The latest little nugget from Pierre LeBrun on TSN highlighted the silliness of the 2019 NHL trade deadline and quickly spawned several NHL trade rumors. LeBrun reported the Pittsburgh Penguins are targeting Carolina Hurricanes power forward Michael Ferland and could send Derick Brassard to Carolina as an asset for Carolina to flip.
Seems absolutely crazy, doesn’t it?
Though Columbus Blue Jackets GM Jarmo Kekalainen should be on the phone to Carolina Hurricanes Don Waddell immediately to be that third team.
Yes, the trade season is in full silliness mode, but this year the glut of talent has added an entirely new dimension. Teams can target players but have solid backup plans if the price is wrong.
And so Pittsburgh Hockey Now looked back through the last two years of trades to ascertain values for several Pittsburgh Penguins who could get that call from GM Jim Rutherford. Of course, predicting values in this flooded market comes with some peril and a few asterisks. Today, we’ll begin with Jamie Oleksiak. Tomorrow Derick Brassard.
Jamie Oleksiak
Oleksiak is a hulking defenseman capable of top-four minutes, painful hits, a bit of offense from the right or left side and an affordable contract control at $2.1 million for two years beyond this season. It’s only the Penguins abundance of defensemen which makes him available.
Over the past two seasons, there has not been a comparable defenseman dealt. There have been pending UFAs like Michael Kempny, who was not as well thought of then with Chicago as he is now with Washington. Ian Cole was dealt twice last season, but the trade which focused on Cole was from Ottawa to Columbus.
Like Kempny, Cole was also a pending UFA. And both brought a third-round pick in return. The New York Islanders acquired Brandon Davidson, 27, from the Edmonton Oilers for–drum roll please–a third rounder.
Only Cole would have been genuinely comparable to Oleksiak but the rental status lowered the return.
In 2016, the Penguins set the market by acquiring Ron Hainsey from the Carolina Hurricanes for a second-round pick. Comparable to Oleksiak, Arizona dealt Michael Stone to Calgary for…a third-round pick. But again Stone was a pending UFA.
In short, teams don’t often deal defensemen. Certainly not ones under control and ones who aren’t struggling. Oleksiak’s control could elevate his price to a second rounder, or a middle line winger; a marginal second line talent but capable third-liner type.
And since Peter Chiarelli is no longer the Edmonton Oilers, getting Ryan Nugent-Hopkins for Oleksiak no longer seems to be even a one-in-a-thousand shot.
The Penguins may well opt to take the second-round pick and the $2.1 million cap space which could free them up to be more aggressive with other moves, such as Derick Brassard.
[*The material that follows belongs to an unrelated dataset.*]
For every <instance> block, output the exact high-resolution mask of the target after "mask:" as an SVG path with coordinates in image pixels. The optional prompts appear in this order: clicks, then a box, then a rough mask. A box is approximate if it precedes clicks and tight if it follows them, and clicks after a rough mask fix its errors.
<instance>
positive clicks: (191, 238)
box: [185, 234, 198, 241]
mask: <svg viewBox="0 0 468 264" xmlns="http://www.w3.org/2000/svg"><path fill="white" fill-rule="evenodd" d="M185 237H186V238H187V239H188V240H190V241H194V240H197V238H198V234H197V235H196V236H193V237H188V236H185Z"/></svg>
Also plausible is the packaging of Brassard with a defenseman. Brassard’s ridiculously low cap hit–$3 million–thanks to Vegas GM George McPhee picking up $2 million to keep Brassard away from Winnipeg allows the Penguins to package Brassard without breaking another team’s cap structure.
Interestingly enough, the Winnipeg Jets are known to be shopping for a second line center and a left-handed defenseman. Winnipeg certainly values size. Winnipeg is the tallest and fifth heaviest team in the league. If the plane doesn’t burn the most fuel in the league, then the battles for the extra leg-room seats must be intense.
The Penguins overstocked the shelves but are not without options. And from the growing number of sources and whispers, Oleksiak is a prime candidate to be the odd-man out to alleviate the numbers, but based on recent history it may be “numbers” in the form of draft picks which come back to the Penguins.